From 40 semantic evaluation tasks, the most common construct failures were:

Pipe operator |> — models solve data pipeline tasks with explicit let-bindings instead of pipe chains. Most common failure.
test keyword — models generate the code body but omit the test declaration. Only 37 test examples in v6 corpus (need 100+).
Constructor naming — when asked for an Empty/Some ADT, models default to Haskell (Nothing) or Rust (None) naming. The correct name was in the task but models ignore it.
bind_maybe — 7B uses explicit pattern matching instead of the combinator. Functionally correct, not idiomatic.

Why ChatML May Be the Cause

The format change from Alpaca to ChatML is the most significant variable between v5 and v6. Our current hypothesis (H14) is that ChatML improved the model's ability to generate runnable code — it "speaks" Synoema more fluently — but changed how it interprets construct-specific task instructions.

Three sub-hypotheses under investigation:

H15: The regression is a corpus coverage artifact. The v6 corpus has proportionally fewer pipe chain examples relative to total size. More |> examples → constructs_pass recovers.
H14b: ChatML's instruction format changes how the model weighs task-specific details (like "use |>") vs. its prior distribution. The model is more fluent but less instruction-following for construct selection.
H16: The semantic eval benchmark is testing a different distribution than the training corpus — the tasks ask for constructs that are syntactically optional (the code runs either way) so the model learns to avoid them.

Status of 3B and 1.5B

At the time of writing:

3B model: Training completed. Full benchmark evaluation pending.
1.5B model: Evaluation in progress.

We will update this page when those results are available. Based on the semantic eval subset (40 tasks), the 3B v6 model shows run_pass 97.5% and constructs_pass 90.0% — both stronger than the 7B on this specific benchmark. We are running the full Phase D benchmark to confirm.
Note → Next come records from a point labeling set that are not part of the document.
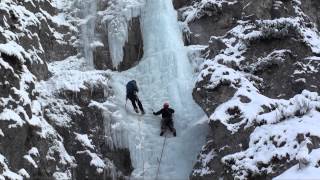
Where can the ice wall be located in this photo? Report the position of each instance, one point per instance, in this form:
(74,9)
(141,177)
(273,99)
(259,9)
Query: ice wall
(88,12)
(119,14)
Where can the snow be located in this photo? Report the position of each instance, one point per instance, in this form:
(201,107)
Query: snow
(95,160)
(117,16)
(11,115)
(6,172)
(84,140)
(164,74)
(24,173)
(312,171)
(31,160)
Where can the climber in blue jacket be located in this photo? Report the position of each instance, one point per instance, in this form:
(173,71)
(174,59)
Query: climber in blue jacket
(167,121)
(132,94)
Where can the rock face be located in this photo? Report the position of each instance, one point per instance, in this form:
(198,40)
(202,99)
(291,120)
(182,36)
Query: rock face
(258,52)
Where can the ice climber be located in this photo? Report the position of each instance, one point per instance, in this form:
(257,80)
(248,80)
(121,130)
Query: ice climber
(132,94)
(167,121)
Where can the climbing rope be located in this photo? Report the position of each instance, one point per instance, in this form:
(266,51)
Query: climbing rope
(164,143)
(141,141)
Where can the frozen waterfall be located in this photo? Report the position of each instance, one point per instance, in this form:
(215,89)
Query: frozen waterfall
(89,10)
(164,74)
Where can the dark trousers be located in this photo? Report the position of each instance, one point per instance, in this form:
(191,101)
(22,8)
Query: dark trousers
(134,99)
(167,124)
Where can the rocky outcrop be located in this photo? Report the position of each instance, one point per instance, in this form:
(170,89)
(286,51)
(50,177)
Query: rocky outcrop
(258,53)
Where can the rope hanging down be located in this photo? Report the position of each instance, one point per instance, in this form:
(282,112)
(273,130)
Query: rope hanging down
(164,143)
(141,141)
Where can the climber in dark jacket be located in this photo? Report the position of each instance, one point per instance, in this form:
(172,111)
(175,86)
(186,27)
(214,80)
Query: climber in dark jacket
(167,121)
(132,90)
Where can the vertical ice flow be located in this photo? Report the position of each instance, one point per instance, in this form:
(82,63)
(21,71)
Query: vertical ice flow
(164,74)
(89,9)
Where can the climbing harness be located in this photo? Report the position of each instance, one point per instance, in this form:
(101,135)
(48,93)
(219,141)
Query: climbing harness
(164,143)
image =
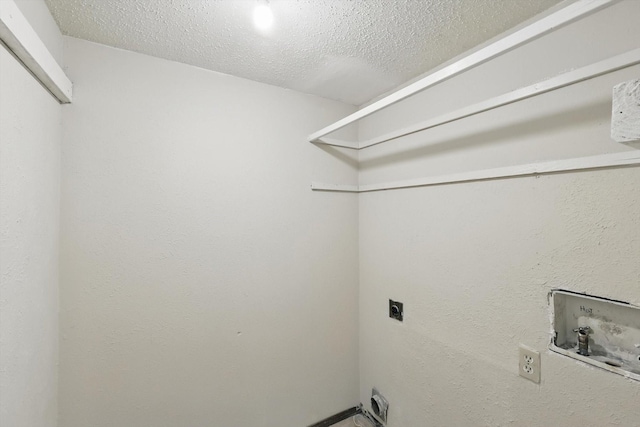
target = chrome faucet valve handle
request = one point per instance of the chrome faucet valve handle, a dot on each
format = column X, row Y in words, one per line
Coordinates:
column 583, row 340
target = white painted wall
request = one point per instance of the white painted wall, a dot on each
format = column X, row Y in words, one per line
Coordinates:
column 474, row 262
column 202, row 282
column 30, row 136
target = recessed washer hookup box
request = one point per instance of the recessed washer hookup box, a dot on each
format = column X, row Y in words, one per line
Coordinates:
column 598, row 331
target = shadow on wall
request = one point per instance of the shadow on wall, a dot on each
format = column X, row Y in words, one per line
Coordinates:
column 338, row 154
column 505, row 134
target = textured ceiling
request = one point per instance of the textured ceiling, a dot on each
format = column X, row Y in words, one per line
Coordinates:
column 348, row 50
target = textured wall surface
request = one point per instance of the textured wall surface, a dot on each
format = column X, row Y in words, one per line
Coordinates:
column 202, row 282
column 30, row 135
column 474, row 262
column 345, row 50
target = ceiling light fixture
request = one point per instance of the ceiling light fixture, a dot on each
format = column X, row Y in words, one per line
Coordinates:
column 263, row 16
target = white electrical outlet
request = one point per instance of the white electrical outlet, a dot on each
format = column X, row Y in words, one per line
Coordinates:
column 529, row 366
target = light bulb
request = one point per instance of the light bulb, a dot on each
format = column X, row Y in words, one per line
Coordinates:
column 263, row 17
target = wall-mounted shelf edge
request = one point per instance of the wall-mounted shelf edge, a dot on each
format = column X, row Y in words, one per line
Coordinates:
column 341, row 188
column 572, row 12
column 623, row 159
column 21, row 39
column 578, row 75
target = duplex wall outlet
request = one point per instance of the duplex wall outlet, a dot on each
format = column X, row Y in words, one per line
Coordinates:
column 529, row 365
column 396, row 310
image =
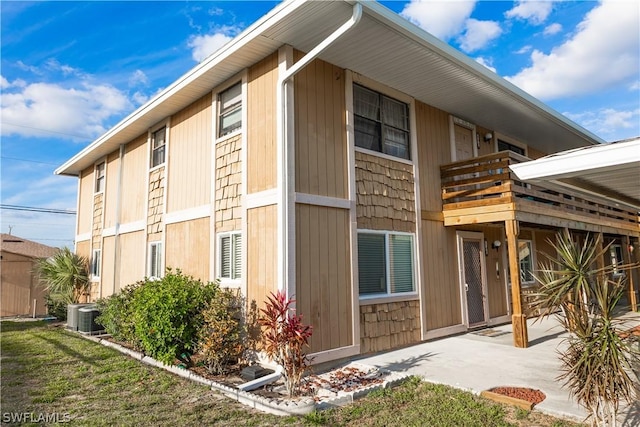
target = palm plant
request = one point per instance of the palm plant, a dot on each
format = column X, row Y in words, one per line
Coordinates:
column 598, row 363
column 65, row 276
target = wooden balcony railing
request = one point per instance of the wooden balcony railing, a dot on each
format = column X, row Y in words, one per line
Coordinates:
column 487, row 183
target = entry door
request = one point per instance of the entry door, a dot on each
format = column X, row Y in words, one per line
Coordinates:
column 472, row 277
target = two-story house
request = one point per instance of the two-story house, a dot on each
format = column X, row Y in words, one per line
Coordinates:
column 339, row 153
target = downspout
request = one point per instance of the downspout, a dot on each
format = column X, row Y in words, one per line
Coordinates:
column 283, row 135
column 116, row 239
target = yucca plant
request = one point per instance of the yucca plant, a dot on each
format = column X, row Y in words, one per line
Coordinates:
column 284, row 339
column 65, row 276
column 598, row 363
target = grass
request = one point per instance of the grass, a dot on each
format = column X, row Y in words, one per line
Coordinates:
column 47, row 370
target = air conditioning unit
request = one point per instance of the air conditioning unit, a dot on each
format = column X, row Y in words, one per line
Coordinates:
column 72, row 315
column 87, row 320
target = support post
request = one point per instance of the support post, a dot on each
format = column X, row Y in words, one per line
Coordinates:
column 631, row 259
column 518, row 318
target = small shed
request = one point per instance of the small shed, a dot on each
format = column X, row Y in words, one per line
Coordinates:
column 20, row 293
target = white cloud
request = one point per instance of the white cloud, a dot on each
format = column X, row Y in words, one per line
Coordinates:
column 203, row 46
column 138, row 78
column 80, row 112
column 604, row 51
column 442, row 19
column 609, row 123
column 524, row 49
column 552, row 29
column 487, row 62
column 478, row 34
column 534, row 12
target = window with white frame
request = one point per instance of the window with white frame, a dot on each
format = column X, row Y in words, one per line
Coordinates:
column 381, row 123
column 230, row 117
column 385, row 263
column 155, row 270
column 525, row 259
column 158, row 144
column 615, row 253
column 100, row 171
column 230, row 256
column 95, row 263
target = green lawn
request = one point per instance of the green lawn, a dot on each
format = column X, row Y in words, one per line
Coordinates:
column 47, row 370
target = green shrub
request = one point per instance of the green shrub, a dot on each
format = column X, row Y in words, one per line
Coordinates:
column 167, row 315
column 116, row 315
column 222, row 336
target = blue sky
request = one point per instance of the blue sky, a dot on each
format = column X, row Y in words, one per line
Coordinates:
column 71, row 70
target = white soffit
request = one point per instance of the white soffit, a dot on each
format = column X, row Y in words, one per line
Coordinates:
column 610, row 171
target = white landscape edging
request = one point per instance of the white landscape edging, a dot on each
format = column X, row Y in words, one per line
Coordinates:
column 275, row 406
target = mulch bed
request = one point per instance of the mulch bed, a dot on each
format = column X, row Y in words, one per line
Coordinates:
column 523, row 393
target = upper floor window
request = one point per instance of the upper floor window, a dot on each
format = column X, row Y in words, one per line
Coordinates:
column 230, row 110
column 95, row 263
column 385, row 263
column 155, row 260
column 158, row 144
column 100, row 170
column 381, row 123
column 230, row 256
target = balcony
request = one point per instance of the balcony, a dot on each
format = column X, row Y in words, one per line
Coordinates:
column 484, row 190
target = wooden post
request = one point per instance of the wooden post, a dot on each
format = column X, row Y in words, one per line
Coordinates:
column 633, row 295
column 518, row 318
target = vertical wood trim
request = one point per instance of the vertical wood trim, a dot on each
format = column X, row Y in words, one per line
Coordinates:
column 519, row 320
column 353, row 217
column 633, row 296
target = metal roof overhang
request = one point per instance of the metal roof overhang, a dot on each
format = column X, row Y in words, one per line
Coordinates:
column 383, row 47
column 610, row 172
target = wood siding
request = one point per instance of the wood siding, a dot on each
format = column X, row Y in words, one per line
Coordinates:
column 134, row 180
column 189, row 156
column 385, row 194
column 98, row 211
column 434, row 149
column 323, row 275
column 441, row 290
column 111, row 190
column 107, row 274
column 261, row 126
column 320, row 136
column 262, row 253
column 85, row 204
column 187, row 247
column 19, row 286
column 156, row 203
column 132, row 258
column 228, row 185
column 389, row 325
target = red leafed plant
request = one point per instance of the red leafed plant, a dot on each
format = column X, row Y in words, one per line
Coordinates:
column 284, row 338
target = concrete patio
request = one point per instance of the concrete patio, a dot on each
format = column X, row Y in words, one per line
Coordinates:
column 480, row 360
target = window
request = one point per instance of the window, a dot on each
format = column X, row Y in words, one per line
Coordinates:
column 230, row 110
column 155, row 260
column 381, row 123
column 230, row 256
column 615, row 253
column 95, row 263
column 525, row 258
column 385, row 263
column 158, row 144
column 506, row 146
column 100, row 169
Is This a "Production" Model?

No. By our internal production criteria (RULES.md §7):

run_pass ≥ baseline + 15pp: YES (90.5% vs 41% baseline = +49.5pp)
syntax_pass ≥ 95%: YES (100%)
constructs_pass ≥ baseline − 5pp: NO (regression is −8.1pp, exceeds the −5pp tolerance)
catastrophic_forgetting ≥ 80%: pending

The constructs regression prevents production classification. The 7B v6 model is a research artifact with a known weakness, not a production release.

What Happens Next

v7 corpus work is planned to address the regression:

Add 100+ test declaration examples (currently 37)
Add 50+ pipe chain examples with complex data (pairs, records, nested transforms)
Add constructor naming discipline examples — following task-specified names
Add bind_maybe combinator preference examples
Consider controlled A/B: Alpaca v7 vs ChatML v7 to isolate format effect

We will also run baseline models in ChatML format before making v5 vs v6 comparisons — the format switch makes direct metric comparisons potentially invalid (apples vs oranges).

What the Numbers Mean

A run_pass rate of 90.5% means that if you ask the v6 7B model to write a Synoema program, it will produce working, runnable code 9 times out of 10. That is a massive improvement over the 41% baseline.
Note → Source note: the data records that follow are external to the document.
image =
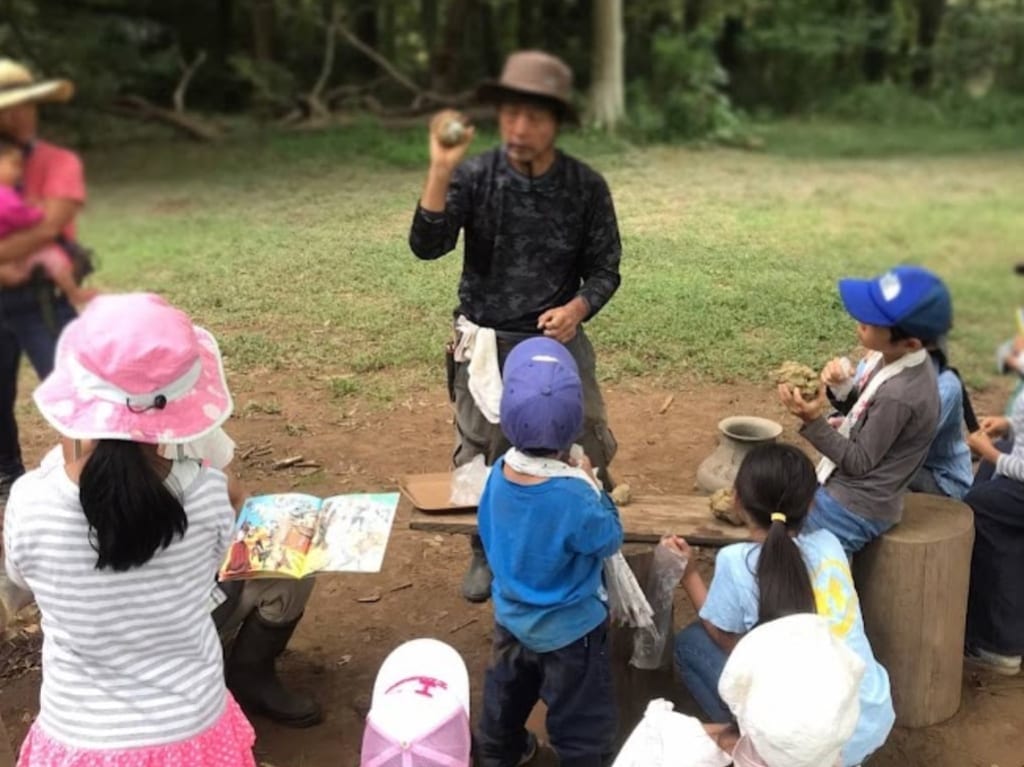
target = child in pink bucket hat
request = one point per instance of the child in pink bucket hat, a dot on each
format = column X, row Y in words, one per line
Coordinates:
column 120, row 546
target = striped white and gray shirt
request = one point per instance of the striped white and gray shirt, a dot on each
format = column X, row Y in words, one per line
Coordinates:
column 129, row 658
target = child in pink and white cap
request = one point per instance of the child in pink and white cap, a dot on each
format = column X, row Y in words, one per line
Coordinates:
column 120, row 546
column 419, row 715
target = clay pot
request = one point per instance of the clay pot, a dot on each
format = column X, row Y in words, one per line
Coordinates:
column 737, row 436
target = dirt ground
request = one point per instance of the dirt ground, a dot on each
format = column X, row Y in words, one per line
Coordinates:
column 342, row 641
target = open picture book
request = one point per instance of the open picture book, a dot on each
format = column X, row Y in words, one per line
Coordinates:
column 293, row 535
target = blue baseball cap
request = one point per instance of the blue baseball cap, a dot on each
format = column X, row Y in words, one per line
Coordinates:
column 542, row 396
column 910, row 298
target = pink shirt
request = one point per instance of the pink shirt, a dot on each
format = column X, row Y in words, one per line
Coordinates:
column 15, row 213
column 53, row 173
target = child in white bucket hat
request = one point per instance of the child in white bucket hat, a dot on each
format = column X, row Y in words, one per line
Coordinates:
column 120, row 547
column 793, row 688
column 419, row 715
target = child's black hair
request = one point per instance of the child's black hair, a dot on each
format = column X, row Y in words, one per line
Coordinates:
column 131, row 513
column 9, row 145
column 778, row 479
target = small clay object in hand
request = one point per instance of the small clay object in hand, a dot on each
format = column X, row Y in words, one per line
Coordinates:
column 622, row 495
column 452, row 133
column 723, row 506
column 800, row 378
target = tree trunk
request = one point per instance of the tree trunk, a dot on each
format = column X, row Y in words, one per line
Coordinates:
column 930, row 14
column 388, row 29
column 876, row 60
column 692, row 12
column 525, row 13
column 445, row 62
column 489, row 48
column 607, row 100
column 428, row 23
column 365, row 28
column 262, row 20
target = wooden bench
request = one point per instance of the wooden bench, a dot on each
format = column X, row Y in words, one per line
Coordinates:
column 912, row 584
column 645, row 519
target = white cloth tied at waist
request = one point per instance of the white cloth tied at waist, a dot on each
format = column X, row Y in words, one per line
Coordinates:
column 478, row 346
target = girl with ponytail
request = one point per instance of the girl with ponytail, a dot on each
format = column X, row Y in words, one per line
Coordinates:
column 781, row 572
column 120, row 547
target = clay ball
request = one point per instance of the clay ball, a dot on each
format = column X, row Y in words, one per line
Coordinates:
column 452, row 133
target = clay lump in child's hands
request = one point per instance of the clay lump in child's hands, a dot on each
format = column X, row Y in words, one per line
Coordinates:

A constructs_pass rate of 44.6% means that in fewer than half of those cases, it used the specific language constructs the task asked for. For strict instruction-following (e.g., "write this using |> and and_then"), that is a problem.

For the use case of "generate working Synoema code given a description" — the model is very good now. For the use case of "generate idiomatic, construct-specific Synoema code" — the model needs more work.

Raw Data

All eval results are versioned in the repository under research/finetune/eval/results/. The v6 semantic evaluation (2026-04-13) is at:

eval/results/2026-04-13-semantic-v6/finetune_7b_v6.json
eval/results/2026-04-13-semantic-v6/analysis.md

All numbers on this page come from those files.